Poor spending threatens NC’s Covid-19 readiness
23 July 2020
Provincial government’s dismal spending of disaster funds received in April 2020, is clearly reflected in the province’s failure to set up an effective Covid-19 response. This has prompted the Democratic Alliance (DA) to call on Premier Zamani Saul in conjunction with the newly appointed MEC of Health, Maruping Lekwene, to ensure that spending of yesterday’s newly tabled emergency budget, particularly for health care, be urgently prioritised.
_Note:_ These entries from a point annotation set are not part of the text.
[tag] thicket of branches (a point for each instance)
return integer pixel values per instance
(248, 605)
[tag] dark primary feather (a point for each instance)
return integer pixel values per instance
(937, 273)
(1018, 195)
The fact that the Northern Cape spent only R1 million of an additional R6, 2 million, that had been allocated for the procurement of personal protective equipment (PPE) and ventilators in April already, was reported during a parliamentary briefing by the Co-operative Governance and Traditional Affairs Department on Tuesday.
What they revealed is disconcerting but not surprising.
In general, the provincial Health Department is a department that easily diverts funds towards corrupt activities while failing to spend on actual health care. In fact, the Auditor-General found that in the previous financial year, this department significantly underspent on the procurement of equipment. Yet, at the same time, we see a situation whereby the Hawks are investigating a R500 million case involving falsification of documents, price fixing, conflicts of interest, quotation forgery, VAT and income tax fraud, circumvention of open bid and tender processes, overriding of internal controls, exploitation of the sundry payments system, extreme deviation from supply chain management processes, fruitless and wasteful expenditure and unauthorised and irregular expenditure.